Put everything into your food processor until well mixed.  Slowly add in small amounts (tbs) water and keep processing until you get a consistency like the photo. If you want to add in the egg cook a couple of eggs in the fry pan and mix in.  If you want to do it the hard way add everything together and knead for 30 - 45 minutes with Turkish music on in the background to keep you focused.

You can serve like the photo which is on a plate or make into individual portions (meatball size).  This is nice with Ayran.

Thursday 5 January 2012

Turkish Food, Australia

Having come back here has been very good with all my family adjusting to thier new lives.  We have met a few long term ex pat Turks and a couple of newcomers.  All seem to have only good things to say about thier adopted country. Eating Turkish food here has been another experience, all very delicous but if it is truely authentic I will let the true Turk foodies argue over the fine points.

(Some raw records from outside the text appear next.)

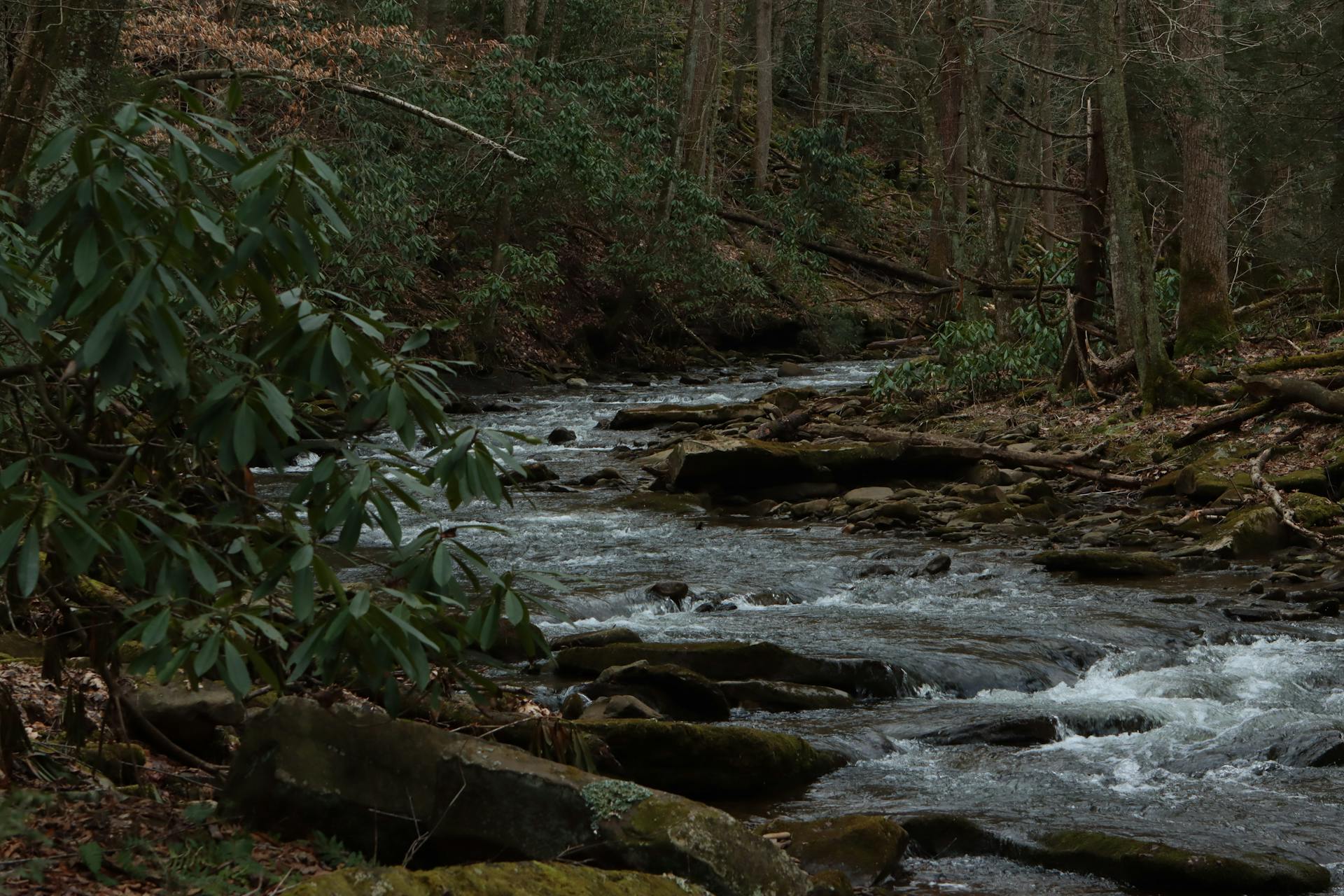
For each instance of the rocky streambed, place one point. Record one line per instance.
(1034, 731)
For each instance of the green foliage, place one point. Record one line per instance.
(972, 362)
(166, 330)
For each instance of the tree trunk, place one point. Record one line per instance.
(61, 76)
(553, 41)
(765, 94)
(1205, 320)
(1132, 280)
(820, 62)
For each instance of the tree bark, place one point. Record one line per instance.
(1205, 320)
(765, 94)
(820, 62)
(1132, 281)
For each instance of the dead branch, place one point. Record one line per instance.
(1281, 508)
(1228, 421)
(952, 447)
(344, 86)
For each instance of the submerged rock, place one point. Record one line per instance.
(1107, 564)
(496, 879)
(598, 638)
(372, 782)
(676, 692)
(784, 696)
(867, 849)
(738, 662)
(191, 715)
(647, 418)
(1139, 862)
(710, 761)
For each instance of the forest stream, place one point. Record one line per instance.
(1159, 706)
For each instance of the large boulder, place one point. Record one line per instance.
(191, 716)
(708, 761)
(647, 418)
(381, 785)
(738, 662)
(866, 848)
(746, 464)
(496, 879)
(673, 691)
(1139, 862)
(784, 696)
(1107, 564)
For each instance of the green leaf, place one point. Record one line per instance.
(8, 539)
(204, 660)
(202, 571)
(156, 629)
(235, 671)
(245, 434)
(340, 347)
(29, 562)
(86, 257)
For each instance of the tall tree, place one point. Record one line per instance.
(1205, 318)
(765, 93)
(1133, 285)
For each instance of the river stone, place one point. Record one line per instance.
(738, 662)
(673, 592)
(1247, 532)
(1149, 865)
(496, 879)
(784, 696)
(867, 849)
(190, 716)
(1014, 731)
(598, 638)
(708, 761)
(857, 498)
(622, 706)
(372, 782)
(743, 464)
(675, 691)
(1105, 564)
(647, 418)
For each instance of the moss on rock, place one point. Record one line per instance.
(1107, 564)
(496, 879)
(867, 849)
(708, 761)
(1167, 868)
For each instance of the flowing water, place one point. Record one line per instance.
(1166, 711)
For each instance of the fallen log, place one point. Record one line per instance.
(968, 450)
(1230, 421)
(1294, 363)
(1285, 514)
(1289, 391)
(784, 429)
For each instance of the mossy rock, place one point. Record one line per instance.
(1105, 564)
(988, 514)
(867, 849)
(1312, 510)
(710, 761)
(739, 662)
(1168, 869)
(496, 879)
(1246, 532)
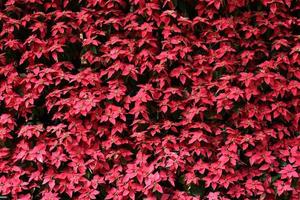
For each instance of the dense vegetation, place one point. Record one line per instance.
(149, 99)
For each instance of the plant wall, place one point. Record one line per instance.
(149, 99)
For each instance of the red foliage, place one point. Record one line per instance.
(155, 99)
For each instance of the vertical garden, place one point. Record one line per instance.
(150, 99)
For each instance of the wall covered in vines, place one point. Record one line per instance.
(149, 99)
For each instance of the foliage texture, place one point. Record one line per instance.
(149, 99)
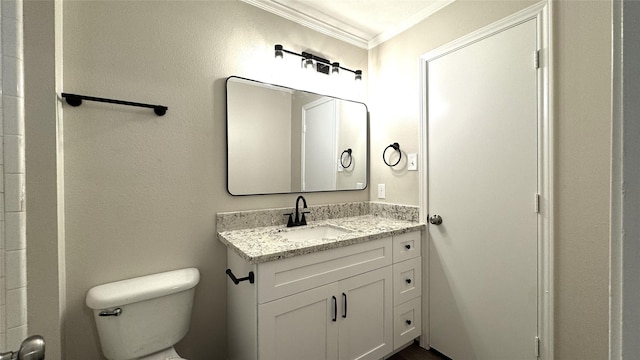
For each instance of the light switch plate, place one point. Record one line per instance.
(382, 193)
(412, 162)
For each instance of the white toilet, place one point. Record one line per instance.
(144, 317)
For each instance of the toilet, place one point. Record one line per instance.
(144, 317)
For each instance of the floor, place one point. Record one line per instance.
(415, 352)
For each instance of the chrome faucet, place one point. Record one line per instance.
(299, 220)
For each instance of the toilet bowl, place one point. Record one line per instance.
(168, 354)
(144, 317)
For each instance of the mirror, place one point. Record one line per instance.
(282, 140)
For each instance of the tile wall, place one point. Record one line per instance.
(13, 279)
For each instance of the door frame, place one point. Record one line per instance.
(542, 13)
(303, 131)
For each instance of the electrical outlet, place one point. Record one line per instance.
(412, 162)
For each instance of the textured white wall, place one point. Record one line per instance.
(141, 191)
(13, 267)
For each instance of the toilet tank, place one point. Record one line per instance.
(137, 317)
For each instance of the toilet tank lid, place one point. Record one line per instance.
(142, 288)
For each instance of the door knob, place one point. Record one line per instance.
(435, 220)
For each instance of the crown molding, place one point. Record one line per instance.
(323, 27)
(308, 21)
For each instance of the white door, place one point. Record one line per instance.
(482, 182)
(366, 327)
(300, 326)
(319, 159)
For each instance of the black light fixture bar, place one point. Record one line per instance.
(323, 65)
(76, 100)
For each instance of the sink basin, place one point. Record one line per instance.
(323, 232)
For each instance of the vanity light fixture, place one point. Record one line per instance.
(321, 65)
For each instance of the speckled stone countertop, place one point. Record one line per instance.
(262, 244)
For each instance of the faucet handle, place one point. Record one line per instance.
(303, 221)
(290, 222)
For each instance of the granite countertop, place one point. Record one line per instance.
(262, 244)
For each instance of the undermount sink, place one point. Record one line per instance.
(323, 232)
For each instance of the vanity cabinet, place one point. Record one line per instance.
(337, 304)
(350, 319)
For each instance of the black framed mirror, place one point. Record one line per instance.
(283, 140)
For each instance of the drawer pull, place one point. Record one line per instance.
(344, 300)
(335, 309)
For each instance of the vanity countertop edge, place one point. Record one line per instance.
(263, 244)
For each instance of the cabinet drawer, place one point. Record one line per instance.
(276, 279)
(407, 322)
(407, 280)
(406, 246)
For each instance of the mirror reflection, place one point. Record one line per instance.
(282, 140)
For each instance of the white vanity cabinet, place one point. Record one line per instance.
(334, 304)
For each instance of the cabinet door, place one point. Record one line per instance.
(365, 318)
(300, 326)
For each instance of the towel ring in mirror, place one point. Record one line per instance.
(396, 147)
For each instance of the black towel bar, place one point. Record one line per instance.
(236, 281)
(76, 100)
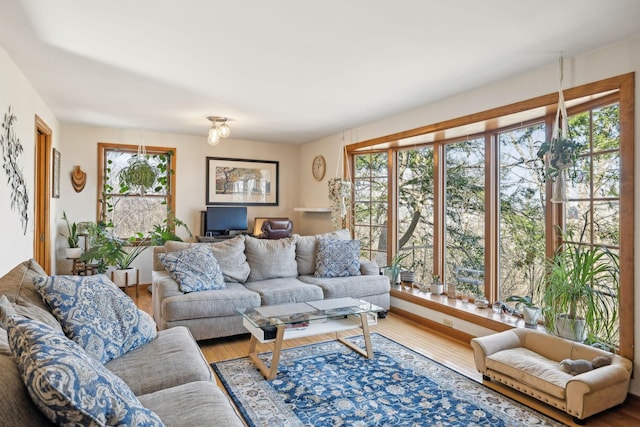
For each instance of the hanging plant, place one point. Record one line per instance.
(139, 176)
(561, 152)
(340, 197)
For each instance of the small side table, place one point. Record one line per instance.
(81, 268)
(126, 281)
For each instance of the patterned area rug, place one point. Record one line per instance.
(326, 384)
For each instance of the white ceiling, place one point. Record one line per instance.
(288, 71)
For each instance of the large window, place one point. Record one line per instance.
(136, 188)
(468, 197)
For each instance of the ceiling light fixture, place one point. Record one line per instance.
(219, 129)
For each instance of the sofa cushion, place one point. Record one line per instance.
(18, 285)
(284, 291)
(197, 403)
(229, 253)
(176, 306)
(96, 314)
(174, 347)
(355, 286)
(307, 248)
(532, 369)
(69, 386)
(270, 259)
(337, 258)
(195, 269)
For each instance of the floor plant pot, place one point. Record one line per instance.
(531, 315)
(73, 253)
(571, 329)
(126, 278)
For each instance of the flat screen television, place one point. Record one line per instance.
(221, 220)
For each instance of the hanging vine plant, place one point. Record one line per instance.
(139, 177)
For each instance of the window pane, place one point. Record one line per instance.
(464, 207)
(522, 212)
(371, 205)
(415, 211)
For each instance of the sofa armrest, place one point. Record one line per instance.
(369, 268)
(490, 344)
(597, 390)
(597, 379)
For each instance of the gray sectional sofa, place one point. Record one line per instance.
(258, 272)
(168, 375)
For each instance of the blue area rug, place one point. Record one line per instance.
(326, 384)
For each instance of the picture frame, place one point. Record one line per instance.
(243, 182)
(55, 175)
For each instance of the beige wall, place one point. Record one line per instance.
(79, 147)
(17, 92)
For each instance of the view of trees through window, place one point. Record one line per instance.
(591, 214)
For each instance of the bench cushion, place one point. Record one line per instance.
(532, 369)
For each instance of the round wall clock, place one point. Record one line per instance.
(319, 167)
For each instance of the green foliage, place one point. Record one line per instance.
(109, 251)
(73, 239)
(164, 232)
(582, 283)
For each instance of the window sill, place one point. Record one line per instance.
(467, 311)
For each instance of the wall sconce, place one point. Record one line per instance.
(219, 129)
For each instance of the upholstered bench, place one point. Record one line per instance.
(529, 361)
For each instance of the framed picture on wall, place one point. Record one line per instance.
(242, 182)
(55, 183)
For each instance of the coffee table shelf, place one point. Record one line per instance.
(275, 324)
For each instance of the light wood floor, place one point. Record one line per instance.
(455, 354)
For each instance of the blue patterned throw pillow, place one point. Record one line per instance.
(69, 386)
(195, 269)
(96, 314)
(337, 258)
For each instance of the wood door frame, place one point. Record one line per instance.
(42, 202)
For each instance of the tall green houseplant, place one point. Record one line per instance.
(580, 294)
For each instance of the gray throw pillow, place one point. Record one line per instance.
(338, 258)
(269, 259)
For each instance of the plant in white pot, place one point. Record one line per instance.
(108, 251)
(73, 239)
(580, 293)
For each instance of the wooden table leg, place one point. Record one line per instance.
(367, 339)
(271, 372)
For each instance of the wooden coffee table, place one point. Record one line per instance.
(282, 322)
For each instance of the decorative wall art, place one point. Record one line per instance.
(11, 150)
(55, 183)
(241, 182)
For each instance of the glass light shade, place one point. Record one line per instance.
(214, 136)
(224, 130)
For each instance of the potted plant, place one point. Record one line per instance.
(392, 271)
(580, 293)
(73, 238)
(437, 288)
(108, 250)
(530, 311)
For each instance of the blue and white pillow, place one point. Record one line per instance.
(69, 386)
(337, 258)
(195, 269)
(96, 314)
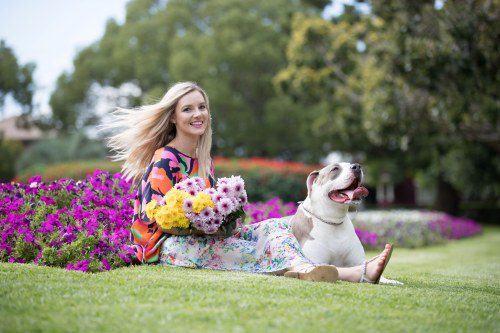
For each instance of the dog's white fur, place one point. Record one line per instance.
(321, 242)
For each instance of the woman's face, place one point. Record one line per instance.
(191, 115)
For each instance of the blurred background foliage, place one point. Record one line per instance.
(410, 88)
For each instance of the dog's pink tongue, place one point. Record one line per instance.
(357, 194)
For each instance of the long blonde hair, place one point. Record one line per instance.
(145, 129)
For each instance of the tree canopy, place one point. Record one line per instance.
(410, 84)
(15, 79)
(411, 87)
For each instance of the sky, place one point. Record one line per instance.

Our local Turkish food supplier sells pide at the mall.  The owner of this establishment is very nice as are his staff one of which has been my oldest son for the past couple of years.  The taste of his pides is authentic but the pides themselves well I will just say I have never seen pides like this before in Turkey.

One of the lovely employees
Chicken, cheese and mushroom

If you come to this pide place you will enjoy delicous Turkish Pides served by a friendly staff.